Sunday, June 26, 2005

What if you were adopted?
Would you feel that you had the right to know who your birth parents were?
Would you feel that you had the right to know what your heritage was? What your medical history is?
Sandra Scarth of the Adoption Council of Canada feels you have the right to know.

On the other hand, although Jennifer Stoddart of the Privacy Commission of Canada agrees, she doesn't agree to the divulging of names and addresses of said biological parents. While she agrees that nationality, and medical information should be shared, she claims that biological parents all over Canada have begged for anonymity.

Do you think that children who have been adopted out should have the right to enter the lives of people who don't want to be found?
I don't know what it feels like to not know who my parents are, what my background is, medical or otherwise.
I'm certainly not qualified to speak for either side.
I have known adopted children in my life and even though those that I know love their parents, they long to know who their bio parents are. Every single last one of them feels that there is a missing puzzle piece to who they are.

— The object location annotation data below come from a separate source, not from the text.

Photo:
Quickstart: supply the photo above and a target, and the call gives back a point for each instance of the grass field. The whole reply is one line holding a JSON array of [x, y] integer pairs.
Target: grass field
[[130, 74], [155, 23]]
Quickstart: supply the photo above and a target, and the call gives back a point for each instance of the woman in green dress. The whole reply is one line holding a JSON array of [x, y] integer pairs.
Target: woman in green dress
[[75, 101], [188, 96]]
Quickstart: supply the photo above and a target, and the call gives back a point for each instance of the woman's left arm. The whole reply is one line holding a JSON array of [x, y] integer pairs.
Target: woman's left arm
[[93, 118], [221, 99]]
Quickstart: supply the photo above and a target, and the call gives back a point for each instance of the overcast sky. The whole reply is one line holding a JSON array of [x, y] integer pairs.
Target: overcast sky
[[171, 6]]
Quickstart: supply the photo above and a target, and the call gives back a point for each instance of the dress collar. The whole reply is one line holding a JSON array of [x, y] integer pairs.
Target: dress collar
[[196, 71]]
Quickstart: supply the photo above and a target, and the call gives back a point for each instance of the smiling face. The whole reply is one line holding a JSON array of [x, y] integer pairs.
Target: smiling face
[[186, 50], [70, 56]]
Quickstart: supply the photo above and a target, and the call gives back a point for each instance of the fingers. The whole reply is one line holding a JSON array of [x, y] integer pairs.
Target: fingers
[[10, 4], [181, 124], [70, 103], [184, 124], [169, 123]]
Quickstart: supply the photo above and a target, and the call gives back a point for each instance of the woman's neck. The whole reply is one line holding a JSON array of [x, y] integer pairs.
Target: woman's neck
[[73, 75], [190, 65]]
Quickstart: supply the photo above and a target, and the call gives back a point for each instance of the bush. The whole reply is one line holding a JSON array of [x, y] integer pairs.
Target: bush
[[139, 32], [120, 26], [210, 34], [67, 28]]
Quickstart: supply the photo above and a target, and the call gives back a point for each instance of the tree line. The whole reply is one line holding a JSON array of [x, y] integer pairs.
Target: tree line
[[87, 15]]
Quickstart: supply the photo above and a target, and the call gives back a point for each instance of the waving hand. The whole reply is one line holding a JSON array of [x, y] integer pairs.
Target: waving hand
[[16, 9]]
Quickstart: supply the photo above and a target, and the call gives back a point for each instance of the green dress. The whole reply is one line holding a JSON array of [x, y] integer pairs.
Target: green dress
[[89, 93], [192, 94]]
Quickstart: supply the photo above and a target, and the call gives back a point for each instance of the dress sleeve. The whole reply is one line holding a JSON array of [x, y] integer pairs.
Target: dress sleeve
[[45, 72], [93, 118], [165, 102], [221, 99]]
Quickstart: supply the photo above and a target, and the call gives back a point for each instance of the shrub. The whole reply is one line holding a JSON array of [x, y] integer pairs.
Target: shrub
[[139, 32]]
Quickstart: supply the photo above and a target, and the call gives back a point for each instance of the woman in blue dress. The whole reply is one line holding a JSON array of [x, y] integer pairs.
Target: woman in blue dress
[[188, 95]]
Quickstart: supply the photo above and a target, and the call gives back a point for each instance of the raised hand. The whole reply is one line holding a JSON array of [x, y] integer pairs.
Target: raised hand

So, say you're someone who put your baby up for adoption and then started a new life, not letting anyone know that you had ever had a child.
Then, twenty or thirty years later that child shows up.
How do you cope?

I personally think that you cannot run away from your past.
That eventually you must own up to what you have done, or didn't do...you owe that child some sort of face to face explanation. Even if you don't maintain an ongoing relationship.
Things catch up.

Denial is not just a river in Egypt.